3 Common Mistakes Managers Make While Interviewing Internet Engineers

As any tech hiring manager can tell you, the market for engineers is becoming increasingly competitive these days. Internet engineers, in particular, are becoming harder and harder to find. Acquiring top-notch technical talent is critical to the success of many companies, but few seem to be succeeding. So how can you make sure your company is one of those lucky few? How can you stand out from the crowd and snag your dream internet engineer? There are hundreds of articles explaining exactly what you should do in an engineering interview (We even wrote one! Read it here). Instead, we’re going to tell you exactly what you shouldn’t do. Below are 3 common mistakes that can stall an interview and send competent candidates running for the hills.
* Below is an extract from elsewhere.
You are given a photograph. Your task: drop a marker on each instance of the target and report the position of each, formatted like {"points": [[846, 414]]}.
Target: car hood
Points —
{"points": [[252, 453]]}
Avoid these and you’ll be well on your way to landing a game-changing hire.

Asking questions beyond your technical knowledge.

Ideally, the person interviewing internet engineers should have a background in the field. Too often, hiring managers don’t have the specific expertise or experience needed to keep up with a candidate when answers become overly technical or complex. As Neil Roseman, former VP of technology at Amazon explains, “When asking a question, you have to know what to consider a very good, good, poor or very poor answer and why.” Before asking any technical question, make sure you know what to look for in an answer. If you can’t judge the value of an answer, you’re wasting your own time. Internet engineers (at least the ones you’re looking to hire) are a smart bunch. If they ask for clarification and you can’t give any, or if they launch into a detailed technical answer and see your eyes start to glaze, chances are they won’t get the best impression of the technical capabilities of your company.

Ignoring the big picture.

Basics are important. Internet engineers should be expected to demonstrate their abilities in coding, system design, and other technical staples over the course of an interview. But it’s important not to ignore the value of an employee who can think at 10,000 feet. Often, hiring managers forget to grill engineers on their ability to think big picture. Yes, engineering jobs are task oriented, but companies should also look for applicants who can see how individual tasks fit into larger company goals. During the interview, ask the candidate big picture questions and see how they respond. Questions such as “What was the last project you enjoyed working on and what did it contribute to the company overall?” are good indicators of aptitude of ability to think big. If they nail the first part but struggle with the second, you will want to make a note of it.

Forgetting to sell them on the job.

Interviews are not one-way! It’s something that many interviewers recognize, but few do anything about. In a competitive hiring market, prospective internet engineers are interviewing you as much as you are interviewing them. They’re looking for an interesting and rewarding workplace, and usually the interviewer is the first representative of the company they will have a real interaction with. Don’t go soft on the candidate; your first priority should always be getting the information you need to make an informed decision. But you should attempt to come off as friendly, intelligent, and helpful. As Roseman explains, interviews should be “tough but fun. Good developers want to know they’re talking to smart folks.” Sometimes a meaningful connection with the interviewer will be the difference between landing a great engineer and losing them to a competitor. Remember that interviews are two-way and you’ll be much better off!

There’s no complete, step-by-step guide to running a perfect job interview, especially in a hiring market as competitive as that for internet engineers. Interviewers will have to have experience, intuition, and a fair amount of luck. But avoid these three common pitfalls and you’ll have a much better shot at landing a stellar employee.